Un­der U.S. law, there is an obli­ga­tion for man­u­fac­tur­ers to de­clare their emis­sion con­trol strat­egy. This has been the ba­sis for EPA ac­tion against Volk­swa­gen and now against Fiat Chrysler.

The Euro­pean Com­mis­sion said it had been in­formed about the “wor­ry­ing” EPA al­le­ga­tions and would look at what im­pli­ca­tions they might have for the Euro­pean Union.

The Euro­pean Com­mis­sion has lim­ited pow­ers to force pol­lut­ing cars off Euro­pean roads, since ve­hi­cle li­cens­ing in the Euro­pean Union is still con­ducted on a na­tional level.

But Euro­pean reg­u­la­tors have in­tro­duced a more strin­gent test­ing regime de­signed to re­flect ev­ery­day driv­ing con­di­tions in the wake of the VW scan­dal that will take ef­fect this year.

Bri­tain on Fri­day said it was ur­gently seek­ing in­for­ma­tion from the EPA over its al­le­ga­tion that Fiat Chrysler used hid­den soft­ware to al­low ex­cess diesel emis­sions to go un­de­tected.

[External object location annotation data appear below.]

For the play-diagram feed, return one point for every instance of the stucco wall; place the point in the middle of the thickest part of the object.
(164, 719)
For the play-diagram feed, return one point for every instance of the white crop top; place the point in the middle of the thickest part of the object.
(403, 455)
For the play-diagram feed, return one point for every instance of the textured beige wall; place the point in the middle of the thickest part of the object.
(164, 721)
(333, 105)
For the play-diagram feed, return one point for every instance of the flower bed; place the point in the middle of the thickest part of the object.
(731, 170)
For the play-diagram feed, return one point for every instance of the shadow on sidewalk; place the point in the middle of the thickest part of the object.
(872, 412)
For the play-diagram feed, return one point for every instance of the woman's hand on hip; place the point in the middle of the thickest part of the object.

“We are ur­gently seek­ing fur­ther in­for­ma­tion from the U.S. En­vi­ron­men­tal Pro­tec­tion Agency … and will also be seek­ing in­for­ma­tion from the man­u­fac­turer re­gard­ing ve­hi­cles in the U.K. mar­ket,” a spokesman at the Depart­ment for Trans­port said.

Fiat Chrysler chief ex­ec­u­tive Ser­gio Mar­chionne an­grily re­jected the al­le­ga­tions on Thurs­day, say­ing there was no wrong­do­ing and Fiat never at­tempted to cheat emis­sions rules with soft­ware de­tect­ing a ve­hi­cle was in test mode.

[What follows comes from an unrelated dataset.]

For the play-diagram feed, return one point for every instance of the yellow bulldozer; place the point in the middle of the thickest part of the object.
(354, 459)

Fiat’s volatile shares surged 7 per cent in Europe, af­ter fall­ing sharply in U.S. trad­ing on Thurs­day, and were trad­ing 5 per cent higher in the af­ter­noon.

The auto maker’s stock has risen by around 70 per cent this year since Don­ald Trump’s elec- tion, on ex­pec­ta­tions of less strin­gent emis­sions poli­cies un­der the next U.S. ad­min­is­tra­tion.

But car mak­ers con­tinue to face scru­tiny in Europe. Ear­lier this week the Euro­pean Com­mis­sion called on Italy to co-op­er­ate with a Ger­man probe in­ves­ti­gat­ing al­le­ga­tions that the Fiat 500X, Fiat Doblo and Jeep Rene­gade mod­els were equipped with il­le­gal cheat­ing soft­ware. Fiat re­jects the al­le­ga­tions.

Ger­many’s mo­tor ve­hi­cle au­thor­ity KBA be­gan test­ing the ve­hi­cles of sev­eral for­eign man­u­fac­tur­ers as part of a blan­ket probe of ve­hi­cle emis­sions af­ter the Volk­swa­gen scan­dal first came to light.

And the coun­try’s trans­port min­istry asked the Euro­pean Com­mis­sion to in­ves­ti­gate Fiat’s emis­sions af­ter be­ing stonewalled by Ital­ian au­thor­i­ties.